Como nasceu a vertente feminina da Reserva, a Eva? O esquema dela é o mesmo que deu início à marca Reserva. Começamos com um sistema de vendas em multimarcas, conseguimos um volume razoável e partimos para a loja própria. Além de ser um modo economicamente sustentável, também é uma forma de conhecer melhor as necessidades do público, escolher bem os fornecedores, fazer um bom posicionamento da marca, tudo isso antes de abrir uma loja própria. A Eva já era vendida em 200 pontos de venda antes de abrirmos a primeira loja, em Ipanema, no ano passado. Três meses depois, abrimos mais uma, no Rio Design Barra. Nesse ano, pretendemos abrir mais uma. 

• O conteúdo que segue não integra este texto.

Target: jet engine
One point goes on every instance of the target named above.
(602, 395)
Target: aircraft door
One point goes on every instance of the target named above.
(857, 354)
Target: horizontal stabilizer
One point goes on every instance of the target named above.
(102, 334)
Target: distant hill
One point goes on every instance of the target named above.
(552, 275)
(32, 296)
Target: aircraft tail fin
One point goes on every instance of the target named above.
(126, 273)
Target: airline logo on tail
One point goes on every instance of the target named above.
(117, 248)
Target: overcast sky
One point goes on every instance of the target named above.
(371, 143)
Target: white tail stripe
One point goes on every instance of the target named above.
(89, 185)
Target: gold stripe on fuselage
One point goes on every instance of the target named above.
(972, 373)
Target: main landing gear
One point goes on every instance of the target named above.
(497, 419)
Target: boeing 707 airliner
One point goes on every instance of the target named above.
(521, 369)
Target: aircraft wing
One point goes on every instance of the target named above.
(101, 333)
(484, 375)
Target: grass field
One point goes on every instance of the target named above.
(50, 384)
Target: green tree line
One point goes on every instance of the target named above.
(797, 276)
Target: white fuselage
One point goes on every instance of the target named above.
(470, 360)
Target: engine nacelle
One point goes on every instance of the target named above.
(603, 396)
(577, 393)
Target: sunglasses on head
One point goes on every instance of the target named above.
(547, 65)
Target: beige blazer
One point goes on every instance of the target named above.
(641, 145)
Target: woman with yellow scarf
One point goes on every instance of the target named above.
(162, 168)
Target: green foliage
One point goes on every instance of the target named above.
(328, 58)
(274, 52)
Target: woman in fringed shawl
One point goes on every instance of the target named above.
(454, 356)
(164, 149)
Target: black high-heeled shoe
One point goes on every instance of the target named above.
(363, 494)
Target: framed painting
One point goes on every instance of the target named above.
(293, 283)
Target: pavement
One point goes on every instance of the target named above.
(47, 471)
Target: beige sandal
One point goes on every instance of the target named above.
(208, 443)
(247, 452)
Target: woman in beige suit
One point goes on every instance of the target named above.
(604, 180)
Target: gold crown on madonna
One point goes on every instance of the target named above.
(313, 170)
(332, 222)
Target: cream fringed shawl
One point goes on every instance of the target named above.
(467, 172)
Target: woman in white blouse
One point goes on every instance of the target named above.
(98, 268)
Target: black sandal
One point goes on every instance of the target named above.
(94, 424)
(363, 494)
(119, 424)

A marca Eva tem a mesma irreverência da Reserva? Ela é mais sutil, mais delicada, é a piada que a mulher ri, sabe? Não é aquele tipo de coisa que o homem fala e a mulher não acha graça. Ela, na realidade, não é o espelho da Reserva, que é bem mais rebelde e agressiva, ela é a mulher do homem da Reserva. Mas ainda vamos entender o que é a experiência Eva de atendimento. Para mim, isso é mais importante do que o produto. Temos que entender como a marca Eva vai ser para termos um plano de expansão.